One factor that has not been investigated exhaustively in previous modelling studies is that of network scale. Most previous studies ([11–14] and see in [11]) have used small neural networks of around 50 nodes or in some cases much fewer. Only one study [15] has systematically considered the issue of network scale in the evolution of modularity. Bullinaria [15] challenged neural networks with a ‘what–where’ task, varied the number of hidden nodes from 9 to 1000, and showed that the architecture evolved through natural selection was always non-modular, regardless of network size. Bullinaria [15] (see also [11]) used a network in which there is no spatial segregation between different inputs on the input layer. An alternative form used in several other studies (e.g. [12–14]) and in this study assumes spatial segregation within the network of different data streams into the network. Here we assume that each input stream is processed by distinct network modules across network layers and all information is integrated late in the information processing sequence. Neural systems of this general form are represented in nature by, for example, the columnar organization of the somatic sensory cortex of mammals [2], the processing of different image attributes within distinct areas of the retina, superior colliculus, lateral geniculate nucleus and early visual cortical areas of primates [16], and the early visual processing apparatus of insects [17].

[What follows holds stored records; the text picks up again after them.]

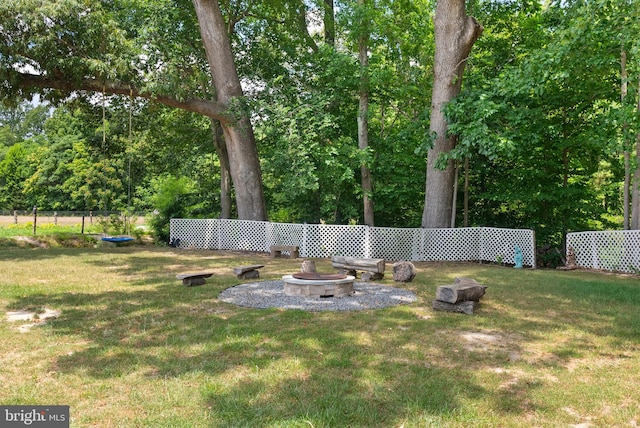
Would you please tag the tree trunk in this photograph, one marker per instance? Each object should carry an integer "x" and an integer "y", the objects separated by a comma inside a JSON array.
[
  {"x": 363, "y": 120},
  {"x": 238, "y": 131},
  {"x": 329, "y": 23},
  {"x": 627, "y": 155},
  {"x": 455, "y": 34},
  {"x": 225, "y": 175},
  {"x": 635, "y": 192}
]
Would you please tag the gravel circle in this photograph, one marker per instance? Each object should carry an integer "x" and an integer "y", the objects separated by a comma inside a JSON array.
[{"x": 270, "y": 294}]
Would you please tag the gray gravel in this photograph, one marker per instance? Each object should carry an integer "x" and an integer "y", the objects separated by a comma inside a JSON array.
[{"x": 270, "y": 294}]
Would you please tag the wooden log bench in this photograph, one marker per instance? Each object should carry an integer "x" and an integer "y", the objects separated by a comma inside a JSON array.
[
  {"x": 462, "y": 296},
  {"x": 371, "y": 268},
  {"x": 276, "y": 250},
  {"x": 194, "y": 278},
  {"x": 247, "y": 272}
]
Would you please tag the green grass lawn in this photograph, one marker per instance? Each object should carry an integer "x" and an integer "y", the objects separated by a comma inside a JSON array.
[{"x": 132, "y": 347}]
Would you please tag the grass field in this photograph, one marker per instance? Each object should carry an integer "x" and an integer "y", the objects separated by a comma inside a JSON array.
[{"x": 132, "y": 347}]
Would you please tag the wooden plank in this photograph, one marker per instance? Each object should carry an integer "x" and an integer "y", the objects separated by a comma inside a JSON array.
[
  {"x": 353, "y": 263},
  {"x": 242, "y": 269},
  {"x": 462, "y": 291},
  {"x": 465, "y": 307},
  {"x": 201, "y": 274}
]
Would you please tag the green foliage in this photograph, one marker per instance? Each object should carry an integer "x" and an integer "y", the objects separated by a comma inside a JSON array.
[{"x": 171, "y": 199}]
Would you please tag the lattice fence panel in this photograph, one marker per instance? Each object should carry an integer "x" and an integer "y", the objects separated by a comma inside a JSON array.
[
  {"x": 243, "y": 235},
  {"x": 450, "y": 244},
  {"x": 285, "y": 234},
  {"x": 395, "y": 244},
  {"x": 326, "y": 240},
  {"x": 498, "y": 245},
  {"x": 615, "y": 250},
  {"x": 200, "y": 234},
  {"x": 320, "y": 240}
]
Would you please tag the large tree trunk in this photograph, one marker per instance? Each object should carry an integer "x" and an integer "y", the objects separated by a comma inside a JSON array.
[
  {"x": 238, "y": 131},
  {"x": 329, "y": 23},
  {"x": 635, "y": 193},
  {"x": 455, "y": 34},
  {"x": 627, "y": 155},
  {"x": 363, "y": 121},
  {"x": 225, "y": 175}
]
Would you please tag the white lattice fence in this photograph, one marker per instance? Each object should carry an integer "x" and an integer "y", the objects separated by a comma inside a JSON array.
[
  {"x": 499, "y": 245},
  {"x": 451, "y": 244},
  {"x": 326, "y": 240},
  {"x": 195, "y": 233},
  {"x": 394, "y": 243},
  {"x": 614, "y": 250},
  {"x": 322, "y": 240}
]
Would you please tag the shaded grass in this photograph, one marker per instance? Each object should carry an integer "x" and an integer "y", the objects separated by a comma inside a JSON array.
[{"x": 133, "y": 347}]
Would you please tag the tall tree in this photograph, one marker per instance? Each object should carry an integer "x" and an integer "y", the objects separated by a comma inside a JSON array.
[
  {"x": 147, "y": 49},
  {"x": 455, "y": 34},
  {"x": 363, "y": 113}
]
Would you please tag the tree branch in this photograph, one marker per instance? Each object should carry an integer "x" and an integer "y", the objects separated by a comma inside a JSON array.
[{"x": 209, "y": 108}]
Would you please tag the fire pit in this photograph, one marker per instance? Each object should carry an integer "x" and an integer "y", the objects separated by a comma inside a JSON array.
[{"x": 311, "y": 284}]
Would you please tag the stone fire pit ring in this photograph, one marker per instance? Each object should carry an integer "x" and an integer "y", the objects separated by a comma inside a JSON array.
[{"x": 318, "y": 285}]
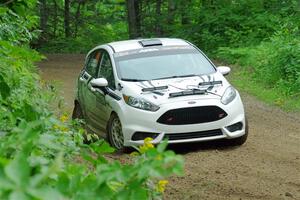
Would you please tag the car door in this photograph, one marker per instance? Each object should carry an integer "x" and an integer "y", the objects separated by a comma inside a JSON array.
[
  {"x": 87, "y": 92},
  {"x": 102, "y": 107}
]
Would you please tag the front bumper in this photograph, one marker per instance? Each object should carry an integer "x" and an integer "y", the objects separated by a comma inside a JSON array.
[{"x": 136, "y": 120}]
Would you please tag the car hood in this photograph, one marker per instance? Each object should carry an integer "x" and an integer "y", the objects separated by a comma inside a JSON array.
[{"x": 175, "y": 85}]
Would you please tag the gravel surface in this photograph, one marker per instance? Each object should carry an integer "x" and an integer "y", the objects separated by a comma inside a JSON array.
[{"x": 267, "y": 166}]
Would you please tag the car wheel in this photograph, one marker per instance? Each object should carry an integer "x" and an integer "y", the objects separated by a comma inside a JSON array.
[
  {"x": 240, "y": 140},
  {"x": 115, "y": 134}
]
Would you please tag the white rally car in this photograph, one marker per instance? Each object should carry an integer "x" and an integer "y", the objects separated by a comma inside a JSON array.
[{"x": 160, "y": 88}]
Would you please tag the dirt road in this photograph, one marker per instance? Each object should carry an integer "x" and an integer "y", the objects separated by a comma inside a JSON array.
[{"x": 266, "y": 167}]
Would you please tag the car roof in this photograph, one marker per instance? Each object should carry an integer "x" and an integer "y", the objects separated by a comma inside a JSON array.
[{"x": 128, "y": 45}]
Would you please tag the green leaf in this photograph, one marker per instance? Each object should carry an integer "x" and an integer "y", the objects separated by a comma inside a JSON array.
[
  {"x": 18, "y": 170},
  {"x": 5, "y": 89},
  {"x": 17, "y": 195}
]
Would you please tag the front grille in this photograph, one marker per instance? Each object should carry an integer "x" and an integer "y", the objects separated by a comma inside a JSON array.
[
  {"x": 191, "y": 135},
  {"x": 192, "y": 115},
  {"x": 142, "y": 135}
]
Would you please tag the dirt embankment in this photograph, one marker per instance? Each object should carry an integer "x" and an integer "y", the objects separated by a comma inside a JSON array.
[{"x": 266, "y": 167}]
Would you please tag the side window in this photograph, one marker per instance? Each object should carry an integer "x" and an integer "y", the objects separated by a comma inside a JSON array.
[
  {"x": 106, "y": 70},
  {"x": 93, "y": 63}
]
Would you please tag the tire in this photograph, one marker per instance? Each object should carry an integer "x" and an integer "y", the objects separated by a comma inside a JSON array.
[
  {"x": 241, "y": 140},
  {"x": 115, "y": 134}
]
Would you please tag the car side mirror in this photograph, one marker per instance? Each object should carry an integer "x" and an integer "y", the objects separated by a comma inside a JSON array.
[
  {"x": 224, "y": 70},
  {"x": 99, "y": 83}
]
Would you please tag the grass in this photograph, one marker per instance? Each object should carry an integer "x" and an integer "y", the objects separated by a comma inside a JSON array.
[{"x": 243, "y": 81}]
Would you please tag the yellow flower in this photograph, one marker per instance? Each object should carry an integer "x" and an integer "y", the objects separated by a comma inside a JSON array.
[
  {"x": 64, "y": 118},
  {"x": 161, "y": 185},
  {"x": 147, "y": 145},
  {"x": 64, "y": 129},
  {"x": 134, "y": 153}
]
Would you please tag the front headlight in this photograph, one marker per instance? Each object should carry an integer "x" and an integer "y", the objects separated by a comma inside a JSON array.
[
  {"x": 140, "y": 103},
  {"x": 228, "y": 95}
]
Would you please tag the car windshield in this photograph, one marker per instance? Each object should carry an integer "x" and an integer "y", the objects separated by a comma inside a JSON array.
[{"x": 161, "y": 63}]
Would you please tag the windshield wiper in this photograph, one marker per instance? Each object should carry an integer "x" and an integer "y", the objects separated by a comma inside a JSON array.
[
  {"x": 176, "y": 76},
  {"x": 187, "y": 92},
  {"x": 210, "y": 83},
  {"x": 132, "y": 79},
  {"x": 151, "y": 89}
]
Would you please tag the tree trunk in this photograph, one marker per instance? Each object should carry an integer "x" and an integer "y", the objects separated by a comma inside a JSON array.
[
  {"x": 133, "y": 18},
  {"x": 171, "y": 12},
  {"x": 77, "y": 16},
  {"x": 158, "y": 27},
  {"x": 185, "y": 16},
  {"x": 67, "y": 19},
  {"x": 54, "y": 18}
]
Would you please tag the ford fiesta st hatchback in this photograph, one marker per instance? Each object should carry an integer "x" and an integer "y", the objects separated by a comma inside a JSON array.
[{"x": 160, "y": 88}]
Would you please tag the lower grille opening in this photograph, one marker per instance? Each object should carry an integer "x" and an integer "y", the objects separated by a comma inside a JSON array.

We present simulations in which the (connective weight) training efficiency and ultimate performance of three types of structurally static neural network architectures, each with the same number of nodes, are investigated: the fully connected, non-modular network (FCNMN); the perfectly modular network (PMN); and the sparse, non-modular network with the same number of node connections as the PMN network (SNMN) (figures 1 and 2). Initially, networks are challenged with the task of identifying a subset of random input patterns from a larger set of random patterns. We compare the performance of ‘small’ (16 input nodes, 8 hidden nodes, 1 output node) networks of the above three types with ‘large’ (96 input nodes, 48 hidden nodes, 1 output node) networks of the same three types. Large modular networks are produced by maintaining module dimensions but increasing module number, with a concurrent increase in the number of data input streams. By varying network input and task, network output encoding and artificial neuron properties, simulations are repeated in four system states to determine the robustness of effects. Additionally, we undertake a less-detailed analysis (less replicated and no sensitivity analysis) of network efficiency across a greater range of network size to inform on the efficiency–size relationship of each network type.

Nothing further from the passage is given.